New chairman of the Police Service Commission Professor Ramesh Deosaran says his first priority is to demand answers from Commissioner of Police Dwayne Gibbs on his performance to date. Deosaran said he intended to meet with Gibbs as early as Monday. Deosaran said so in his first interview after taking the oath as member and chairman of the commission at Knowsley, Queen's Park West, yesterday. The oath was administered by acting President Timothy Hamel-Smith in a three-minute ceremony. Hamel-Smith told Deosaran that he had a heavy weight on his shoulders as the new chairman of the commission.
Deosaran, in a break from tradition, addressed the ceremony, saying he would do his best to execute the mandate of the PSC during his three- year term. The ceremony was witnessed by other members of the commission-Jacqueline Cheessman, Addison Khan, Kenneth Parker and Martin George. Deosaran was accompanied by Nirmala Deosaran, Gerard Besson and Shalin Barran. Later in the interview with reporters, Deosaran said his motto would be fairness, accountability and results. "I intend to go very far," he added.
Deosaran said at his meeting with Gibbs he would be asking several questions, including:
• What has happened to the civilianisation of the Police Service?
• Has that system collapsed?
• What are the civilians in the Police Service doing?
Deosaran said Gibbs must say "how successful his 21st century policing was going to be, in terms of results, which is beyond public relations and slogans and so on."
He said Gibbs would also have to convince the commission that his policing was based on:
• scientific principles driven by hard data with results that will satisfy the country; and
• make the country feel that it is business now to ensure public safety and security.
Deosaran said he intended to do "an assessment of the commissioner's work. "He has been here for over six months and he should have prepared a report for the first six months of his service," he added. Deosaran said he "will like to make an assessment of his (Gibbs') service, his duties, his functions and what results have been accrued so far." Deosaran said it should be noted "quite seriously" that the Police Commissioner had been given "complete powers to manage the Police Service, so we will ask him as a commission, 'How has he been exercising that power.'" Deosaran, a criminologist and former Independent senator stressed: "What I am trying to tell you is that the commission means business...I mean business, accountability, fairness and results."
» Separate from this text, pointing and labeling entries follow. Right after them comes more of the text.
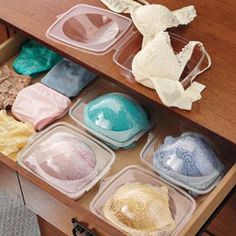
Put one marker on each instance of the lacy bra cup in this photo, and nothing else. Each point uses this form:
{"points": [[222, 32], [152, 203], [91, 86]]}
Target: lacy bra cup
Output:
{"points": [[158, 67], [154, 18], [124, 6], [188, 161], [140, 209]]}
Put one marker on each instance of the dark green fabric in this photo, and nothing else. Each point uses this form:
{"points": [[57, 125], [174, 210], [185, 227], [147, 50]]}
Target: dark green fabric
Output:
{"points": [[35, 58]]}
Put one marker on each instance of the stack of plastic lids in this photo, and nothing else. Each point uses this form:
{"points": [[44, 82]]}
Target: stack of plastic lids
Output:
{"points": [[66, 158], [110, 114], [188, 160], [138, 202], [89, 28]]}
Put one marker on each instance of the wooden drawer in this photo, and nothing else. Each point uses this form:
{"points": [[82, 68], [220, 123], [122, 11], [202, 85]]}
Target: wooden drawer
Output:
{"points": [[58, 210]]}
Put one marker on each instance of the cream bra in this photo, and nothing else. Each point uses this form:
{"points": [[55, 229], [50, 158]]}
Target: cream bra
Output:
{"points": [[158, 67]]}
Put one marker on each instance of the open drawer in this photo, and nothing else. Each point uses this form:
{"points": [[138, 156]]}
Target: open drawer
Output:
{"points": [[58, 209]]}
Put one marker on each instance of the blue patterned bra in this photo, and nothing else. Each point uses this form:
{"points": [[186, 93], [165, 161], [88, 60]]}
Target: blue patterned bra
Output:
{"points": [[188, 161]]}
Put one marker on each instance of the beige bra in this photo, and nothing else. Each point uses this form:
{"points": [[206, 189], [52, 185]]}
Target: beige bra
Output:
{"points": [[140, 209]]}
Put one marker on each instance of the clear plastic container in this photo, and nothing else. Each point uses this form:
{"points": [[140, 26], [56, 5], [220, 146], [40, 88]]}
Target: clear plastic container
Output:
{"points": [[182, 205], [124, 55], [89, 28], [153, 144], [104, 87], [97, 31], [64, 163]]}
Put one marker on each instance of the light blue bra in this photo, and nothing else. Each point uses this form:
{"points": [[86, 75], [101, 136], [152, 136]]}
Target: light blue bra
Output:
{"points": [[116, 116], [188, 161]]}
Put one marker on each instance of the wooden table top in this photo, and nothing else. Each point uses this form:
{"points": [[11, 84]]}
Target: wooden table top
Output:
{"points": [[214, 27]]}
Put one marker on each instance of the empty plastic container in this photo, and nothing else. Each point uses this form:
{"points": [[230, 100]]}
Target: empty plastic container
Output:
{"points": [[181, 204], [67, 158], [89, 28]]}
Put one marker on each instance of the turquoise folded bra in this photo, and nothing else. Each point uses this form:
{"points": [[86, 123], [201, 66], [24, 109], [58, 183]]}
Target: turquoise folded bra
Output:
{"points": [[35, 58], [116, 116]]}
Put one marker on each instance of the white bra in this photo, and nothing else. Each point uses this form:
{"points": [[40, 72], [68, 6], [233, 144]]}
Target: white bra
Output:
{"points": [[158, 67], [124, 6]]}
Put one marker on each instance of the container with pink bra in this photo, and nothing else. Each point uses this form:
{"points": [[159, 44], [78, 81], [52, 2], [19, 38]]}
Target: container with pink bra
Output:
{"points": [[40, 105], [66, 158]]}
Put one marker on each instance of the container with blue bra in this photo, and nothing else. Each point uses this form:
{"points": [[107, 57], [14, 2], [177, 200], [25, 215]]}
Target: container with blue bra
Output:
{"points": [[68, 78], [109, 113], [188, 160]]}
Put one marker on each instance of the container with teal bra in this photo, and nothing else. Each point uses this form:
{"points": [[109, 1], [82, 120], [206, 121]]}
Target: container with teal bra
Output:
{"points": [[113, 116], [35, 58]]}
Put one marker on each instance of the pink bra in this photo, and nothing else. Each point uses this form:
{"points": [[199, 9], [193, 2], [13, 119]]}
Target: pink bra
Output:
{"points": [[40, 105]]}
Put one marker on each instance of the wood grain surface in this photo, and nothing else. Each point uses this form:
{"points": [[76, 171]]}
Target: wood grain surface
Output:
{"points": [[214, 27]]}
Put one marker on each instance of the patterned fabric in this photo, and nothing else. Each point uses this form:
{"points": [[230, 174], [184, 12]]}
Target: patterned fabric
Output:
{"points": [[188, 159], [68, 78]]}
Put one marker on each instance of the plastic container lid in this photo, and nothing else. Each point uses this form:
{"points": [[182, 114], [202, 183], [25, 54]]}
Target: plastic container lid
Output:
{"points": [[124, 55], [103, 87], [89, 28], [182, 205], [147, 157], [59, 167]]}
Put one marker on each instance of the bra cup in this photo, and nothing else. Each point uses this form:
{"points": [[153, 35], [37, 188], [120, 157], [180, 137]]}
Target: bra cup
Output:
{"points": [[153, 18], [72, 162], [140, 209], [35, 58], [116, 116], [189, 159]]}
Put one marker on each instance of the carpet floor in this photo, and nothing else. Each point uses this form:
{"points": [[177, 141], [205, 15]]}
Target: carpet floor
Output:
{"points": [[15, 219]]}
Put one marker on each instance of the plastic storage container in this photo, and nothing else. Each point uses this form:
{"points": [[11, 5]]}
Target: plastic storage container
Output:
{"points": [[103, 87], [53, 167], [96, 30], [89, 28], [154, 143], [182, 205]]}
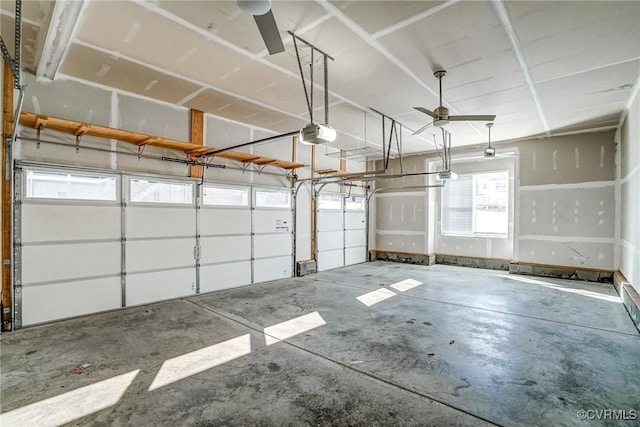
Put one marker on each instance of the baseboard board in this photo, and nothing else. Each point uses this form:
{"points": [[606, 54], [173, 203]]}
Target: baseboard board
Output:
{"points": [[562, 272], [403, 257], [473, 262], [629, 296]]}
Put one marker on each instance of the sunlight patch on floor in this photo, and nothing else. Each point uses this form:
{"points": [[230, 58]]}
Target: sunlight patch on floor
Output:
{"points": [[184, 366], [282, 331], [64, 408], [376, 296]]}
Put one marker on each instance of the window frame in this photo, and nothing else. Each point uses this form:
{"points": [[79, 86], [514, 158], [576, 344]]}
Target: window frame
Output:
{"points": [[271, 190], [80, 173], [132, 178], [474, 219], [247, 189]]}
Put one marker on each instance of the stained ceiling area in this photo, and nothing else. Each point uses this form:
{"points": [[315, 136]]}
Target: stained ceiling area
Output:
{"points": [[541, 67]]}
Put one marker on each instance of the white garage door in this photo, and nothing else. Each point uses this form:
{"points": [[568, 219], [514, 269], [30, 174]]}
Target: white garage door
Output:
{"points": [[69, 244], [341, 224], [355, 231], [225, 237], [160, 250], [90, 241], [272, 234], [330, 231]]}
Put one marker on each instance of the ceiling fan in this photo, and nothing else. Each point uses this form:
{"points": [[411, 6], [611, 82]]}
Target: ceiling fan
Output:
{"points": [[441, 115], [262, 14]]}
He said the Police Service "will be facing a new wave of accountability." Asked if he was satisfied with Gibbs' performance to date, Deosaran said: "That satisfaction will come by next week when I have an assessment of the records and the report he has shown...I want the hard data before me." He added that he had a "personal view" of Gibbs' performance but he wanted that to be "validated by the evidence from his report and the assessment I will make next week." Deosaran said based on the new laws and regulations governing the service, "if there is gross dissatisfaction with the Police Commissioner-as you implied-based on hard evidence there is one option the commissioner will have to choose and one option which the commission will have to undertake." He later clarified, saying that if there was repeated evidence that the Police Commissioner was not performing, the law provides "that he should no longer hold office." Deosaran said another of his priorities was to deal with the corrupt officers in the service.